AUTORES: JESÚS POVEDA Y SILVIA LAFORET
Miguel Aranguren. ALBA
Con la ilusión de morir como Dios manda
Con la ilusión de morir como Dios manda
Caí rendido en las cuartillas de Borges en cuanto leí el primer párrafo del primer cuento de “El aleph”. La prosa inteligentísima de ese hombre extraño y cegato, con apariencia de sufrir un severo complejo de Edipo, se me reveló como un milagro, un cuasi milagro de bordador de la palabra, de hilandero semimágico que es capaz de convertir la tinta en delicadas líneas de plata que encajaban a la perfección con aquella cosmopolita y elegante Buenos Aires de comienzos de siglo, cuando de cualquier coche de líneas redondeadas podía bajarse el mismísimo Glend Ford en busca de su Gilda rebelde. Cuando detrás de los espejos se festejaba la juerga de los casinos prohibidos, en los que se mezclaba el personal de embajada con lo más arrabalero de los intérpretes del tango, antes de que éste se convirtiera en un académico baile de salón.

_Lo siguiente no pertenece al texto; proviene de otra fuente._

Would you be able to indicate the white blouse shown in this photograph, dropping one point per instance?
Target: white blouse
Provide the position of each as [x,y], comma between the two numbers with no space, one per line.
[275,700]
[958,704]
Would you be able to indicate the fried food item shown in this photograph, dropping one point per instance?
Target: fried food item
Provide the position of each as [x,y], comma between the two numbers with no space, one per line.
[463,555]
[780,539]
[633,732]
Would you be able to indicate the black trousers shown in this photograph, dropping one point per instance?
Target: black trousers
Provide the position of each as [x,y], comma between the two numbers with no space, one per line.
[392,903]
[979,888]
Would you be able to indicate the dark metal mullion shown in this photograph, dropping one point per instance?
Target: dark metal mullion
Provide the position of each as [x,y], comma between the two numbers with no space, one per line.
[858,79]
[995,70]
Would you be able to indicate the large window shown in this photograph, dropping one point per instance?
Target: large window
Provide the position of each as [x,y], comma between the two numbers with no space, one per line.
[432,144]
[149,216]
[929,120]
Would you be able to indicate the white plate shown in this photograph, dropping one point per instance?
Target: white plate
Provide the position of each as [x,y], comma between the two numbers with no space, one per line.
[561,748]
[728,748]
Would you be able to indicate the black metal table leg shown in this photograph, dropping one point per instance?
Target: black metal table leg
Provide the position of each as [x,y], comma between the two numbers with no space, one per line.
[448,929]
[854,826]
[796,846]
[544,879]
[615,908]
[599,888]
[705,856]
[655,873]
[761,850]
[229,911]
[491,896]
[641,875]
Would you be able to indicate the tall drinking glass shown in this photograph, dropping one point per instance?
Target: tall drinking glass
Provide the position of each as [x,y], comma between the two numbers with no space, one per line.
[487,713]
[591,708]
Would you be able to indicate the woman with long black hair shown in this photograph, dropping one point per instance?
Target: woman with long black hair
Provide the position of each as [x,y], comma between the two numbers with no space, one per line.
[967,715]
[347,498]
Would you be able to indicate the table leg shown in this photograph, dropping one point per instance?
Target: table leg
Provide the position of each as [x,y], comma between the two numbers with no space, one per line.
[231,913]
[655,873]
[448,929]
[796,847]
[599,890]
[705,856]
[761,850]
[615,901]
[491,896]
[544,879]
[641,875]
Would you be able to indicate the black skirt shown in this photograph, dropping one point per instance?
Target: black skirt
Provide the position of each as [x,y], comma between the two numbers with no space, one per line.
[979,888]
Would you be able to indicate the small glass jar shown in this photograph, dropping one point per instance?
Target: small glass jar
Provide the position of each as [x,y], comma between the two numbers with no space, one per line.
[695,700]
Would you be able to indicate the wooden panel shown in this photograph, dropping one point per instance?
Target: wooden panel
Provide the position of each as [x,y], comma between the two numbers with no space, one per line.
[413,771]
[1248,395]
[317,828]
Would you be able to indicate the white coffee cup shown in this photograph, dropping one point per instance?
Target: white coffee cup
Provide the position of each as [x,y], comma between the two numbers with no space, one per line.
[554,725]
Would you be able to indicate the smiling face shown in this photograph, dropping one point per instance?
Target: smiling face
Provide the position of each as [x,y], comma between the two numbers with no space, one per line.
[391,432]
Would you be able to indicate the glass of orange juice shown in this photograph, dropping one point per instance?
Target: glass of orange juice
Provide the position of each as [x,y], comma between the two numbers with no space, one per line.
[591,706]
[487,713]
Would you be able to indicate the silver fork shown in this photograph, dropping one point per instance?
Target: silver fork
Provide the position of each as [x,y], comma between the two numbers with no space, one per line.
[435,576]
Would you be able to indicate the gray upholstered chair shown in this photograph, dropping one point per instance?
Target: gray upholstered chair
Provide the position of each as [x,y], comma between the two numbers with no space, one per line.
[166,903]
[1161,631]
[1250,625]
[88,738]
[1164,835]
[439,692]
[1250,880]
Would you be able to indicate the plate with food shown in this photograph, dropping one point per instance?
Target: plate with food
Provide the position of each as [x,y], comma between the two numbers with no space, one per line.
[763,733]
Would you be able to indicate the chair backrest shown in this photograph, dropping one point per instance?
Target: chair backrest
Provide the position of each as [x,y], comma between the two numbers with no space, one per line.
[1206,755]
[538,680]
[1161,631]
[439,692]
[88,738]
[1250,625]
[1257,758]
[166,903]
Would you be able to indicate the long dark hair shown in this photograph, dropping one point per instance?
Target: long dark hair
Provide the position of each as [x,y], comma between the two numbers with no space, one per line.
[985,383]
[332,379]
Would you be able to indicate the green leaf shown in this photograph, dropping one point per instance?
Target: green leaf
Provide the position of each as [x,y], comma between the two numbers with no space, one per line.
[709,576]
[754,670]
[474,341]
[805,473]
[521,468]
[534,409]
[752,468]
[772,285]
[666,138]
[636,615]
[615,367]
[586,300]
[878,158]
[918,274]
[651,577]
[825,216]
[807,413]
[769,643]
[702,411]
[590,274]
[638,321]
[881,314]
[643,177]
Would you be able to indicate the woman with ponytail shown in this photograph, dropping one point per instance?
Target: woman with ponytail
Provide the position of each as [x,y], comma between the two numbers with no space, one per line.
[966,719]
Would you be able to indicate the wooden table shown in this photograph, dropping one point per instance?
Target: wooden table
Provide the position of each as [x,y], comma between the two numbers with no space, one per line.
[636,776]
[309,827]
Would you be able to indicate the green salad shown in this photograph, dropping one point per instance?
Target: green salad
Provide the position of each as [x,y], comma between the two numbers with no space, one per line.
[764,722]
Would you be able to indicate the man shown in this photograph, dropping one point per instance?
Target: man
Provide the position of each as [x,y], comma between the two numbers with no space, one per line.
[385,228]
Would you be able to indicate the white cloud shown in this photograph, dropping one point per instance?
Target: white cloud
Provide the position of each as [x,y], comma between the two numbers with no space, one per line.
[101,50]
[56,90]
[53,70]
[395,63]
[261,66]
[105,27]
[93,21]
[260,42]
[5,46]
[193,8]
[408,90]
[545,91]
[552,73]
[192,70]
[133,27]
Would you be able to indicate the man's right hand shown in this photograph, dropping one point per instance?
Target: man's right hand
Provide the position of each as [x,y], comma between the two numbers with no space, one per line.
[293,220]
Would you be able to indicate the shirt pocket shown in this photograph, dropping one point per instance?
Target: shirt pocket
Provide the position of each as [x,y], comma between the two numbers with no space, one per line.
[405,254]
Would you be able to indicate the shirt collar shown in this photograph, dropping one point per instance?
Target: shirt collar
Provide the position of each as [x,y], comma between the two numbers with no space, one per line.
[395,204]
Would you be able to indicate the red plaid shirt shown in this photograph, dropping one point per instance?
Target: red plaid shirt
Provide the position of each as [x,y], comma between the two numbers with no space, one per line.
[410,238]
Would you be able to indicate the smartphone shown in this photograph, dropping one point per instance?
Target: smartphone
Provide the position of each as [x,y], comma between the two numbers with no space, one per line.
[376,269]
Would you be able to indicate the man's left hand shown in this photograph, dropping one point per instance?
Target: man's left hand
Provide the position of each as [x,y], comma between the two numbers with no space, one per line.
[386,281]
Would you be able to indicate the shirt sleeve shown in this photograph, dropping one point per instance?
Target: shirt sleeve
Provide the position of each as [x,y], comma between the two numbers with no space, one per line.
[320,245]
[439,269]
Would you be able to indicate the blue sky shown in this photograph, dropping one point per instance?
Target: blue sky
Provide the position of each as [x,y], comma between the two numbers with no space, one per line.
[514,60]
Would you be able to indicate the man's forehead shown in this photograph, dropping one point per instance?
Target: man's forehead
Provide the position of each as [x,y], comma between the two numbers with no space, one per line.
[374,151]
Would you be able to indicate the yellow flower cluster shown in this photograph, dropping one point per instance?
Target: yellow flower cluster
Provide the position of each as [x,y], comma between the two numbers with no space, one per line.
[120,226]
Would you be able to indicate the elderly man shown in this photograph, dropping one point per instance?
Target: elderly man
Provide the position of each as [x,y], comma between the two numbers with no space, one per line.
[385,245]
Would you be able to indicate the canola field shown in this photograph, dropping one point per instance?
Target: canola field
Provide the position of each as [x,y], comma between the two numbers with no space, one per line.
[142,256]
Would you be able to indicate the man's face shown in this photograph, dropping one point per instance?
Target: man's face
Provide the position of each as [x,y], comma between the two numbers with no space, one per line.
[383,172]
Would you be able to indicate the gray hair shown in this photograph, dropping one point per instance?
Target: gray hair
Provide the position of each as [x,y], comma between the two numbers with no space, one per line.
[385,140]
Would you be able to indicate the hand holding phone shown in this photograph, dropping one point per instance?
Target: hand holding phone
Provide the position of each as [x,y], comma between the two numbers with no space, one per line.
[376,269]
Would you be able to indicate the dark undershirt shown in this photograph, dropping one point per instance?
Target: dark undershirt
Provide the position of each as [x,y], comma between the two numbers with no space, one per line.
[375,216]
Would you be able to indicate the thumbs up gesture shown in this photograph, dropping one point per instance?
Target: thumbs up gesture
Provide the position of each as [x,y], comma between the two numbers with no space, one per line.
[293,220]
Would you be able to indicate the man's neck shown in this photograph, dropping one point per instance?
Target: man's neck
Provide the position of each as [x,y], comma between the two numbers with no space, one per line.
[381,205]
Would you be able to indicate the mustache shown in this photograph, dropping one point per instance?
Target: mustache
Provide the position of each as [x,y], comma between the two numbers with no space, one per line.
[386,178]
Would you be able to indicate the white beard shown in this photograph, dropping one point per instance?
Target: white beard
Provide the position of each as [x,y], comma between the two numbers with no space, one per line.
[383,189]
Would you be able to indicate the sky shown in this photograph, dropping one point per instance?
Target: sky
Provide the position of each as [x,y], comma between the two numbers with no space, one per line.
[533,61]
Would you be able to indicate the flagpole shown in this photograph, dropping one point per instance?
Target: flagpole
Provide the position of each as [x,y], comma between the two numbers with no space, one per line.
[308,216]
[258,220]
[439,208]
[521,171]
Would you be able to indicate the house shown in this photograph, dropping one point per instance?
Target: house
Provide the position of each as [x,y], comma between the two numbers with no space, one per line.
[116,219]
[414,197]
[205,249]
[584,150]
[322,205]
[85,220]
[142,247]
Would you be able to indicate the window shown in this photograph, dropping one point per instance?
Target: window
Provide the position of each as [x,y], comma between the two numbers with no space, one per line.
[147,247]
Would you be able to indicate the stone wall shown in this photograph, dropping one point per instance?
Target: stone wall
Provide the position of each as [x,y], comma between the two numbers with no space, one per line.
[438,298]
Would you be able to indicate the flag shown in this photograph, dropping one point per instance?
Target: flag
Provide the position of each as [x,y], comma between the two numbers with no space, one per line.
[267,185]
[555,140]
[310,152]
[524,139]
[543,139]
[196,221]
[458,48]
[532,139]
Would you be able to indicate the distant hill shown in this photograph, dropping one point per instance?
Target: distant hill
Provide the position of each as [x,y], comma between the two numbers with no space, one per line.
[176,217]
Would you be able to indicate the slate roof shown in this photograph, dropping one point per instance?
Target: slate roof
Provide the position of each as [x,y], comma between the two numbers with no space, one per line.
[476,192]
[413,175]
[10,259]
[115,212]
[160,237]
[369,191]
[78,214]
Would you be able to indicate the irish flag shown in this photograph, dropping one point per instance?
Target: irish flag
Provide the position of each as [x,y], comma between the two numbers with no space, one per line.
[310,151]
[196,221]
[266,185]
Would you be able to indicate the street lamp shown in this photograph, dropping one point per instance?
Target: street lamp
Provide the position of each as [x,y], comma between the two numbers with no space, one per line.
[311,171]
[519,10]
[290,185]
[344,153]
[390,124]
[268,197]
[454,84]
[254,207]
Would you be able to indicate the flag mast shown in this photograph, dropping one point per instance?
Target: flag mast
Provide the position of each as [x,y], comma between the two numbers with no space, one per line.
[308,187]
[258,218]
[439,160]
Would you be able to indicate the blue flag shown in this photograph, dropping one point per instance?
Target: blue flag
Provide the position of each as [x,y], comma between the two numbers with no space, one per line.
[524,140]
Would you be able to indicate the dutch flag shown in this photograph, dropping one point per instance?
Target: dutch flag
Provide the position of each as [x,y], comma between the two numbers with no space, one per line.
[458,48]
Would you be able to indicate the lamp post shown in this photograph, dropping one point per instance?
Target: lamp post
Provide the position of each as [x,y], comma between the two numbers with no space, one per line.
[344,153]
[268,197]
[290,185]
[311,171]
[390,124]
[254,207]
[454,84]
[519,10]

Una de las obsesiones de Borges –una de tantas– era la espiral de la vida, este ir y volver, este secuenciarse los momentos, este nacer para despedir constantemente a los que se van y dar la bienvenida a los que vienen con la piel arrugada y los párpados dormidos, que serán quienes nos dirán adiós. Para Borges la vida, su vida, mi vida, era un cuento más de “Las mil y una noches” que podía repetirse infinitas veces, tantas como lectores se atrevieran a sacar del anaquel de la biblioteca del tiempo el volumen de nuestras dichas y desdichas.
Por todo esto, juzgo que a Borges, el gran Jorge Luis, le gustaría “El buen adiós”, el título con el que Jesús Poveda y Silvia Laforet nos han sorprendido desde la editorial Espasa. Porque el doctor Poveda y la narradora son capaces de adentrarse donde antes nadie había tenido valor de meter la plumilla: en el ventrículo del corazón de la muerte. Pero sin grandilocuencias, don Jorge Luis, tan solo con el poso de la experiencia de más de veinticinco años que Poveda porta sobre su bata de galeno, veinticinco años de atenciones desmedidas a enfermos terminales y a almas heridas por los mordiscos de la vida.
Después de leerlo, me entran ganas de convertirme en hombre anuncio y salir por las calles –pese a las prohibiciones de Gallardón– gritando a todo gritar para que los lectores asalten las librerías. Entre otras cosas, la visión de la muerte de “El buen adiós” es un auténtico antibiótico de felicidad. Porque muy pocos autores tienen valor para hablar así de la muerte, cara a cara, sin dramatismos, con la única obsesión de demostrar que el ser humano es igual de digno cuando le coronan que cuando agoniza, y que se puede agonizar bien atendido, sin dolores, con un cuidado basado en el amor y el sentido común. De alguna manera, Poveda y Laforet nos vienen a contar que se puede morir bien, que podemos anhelar una buena muerte, como anhelaban antaño quienes habían vivido con plenitud.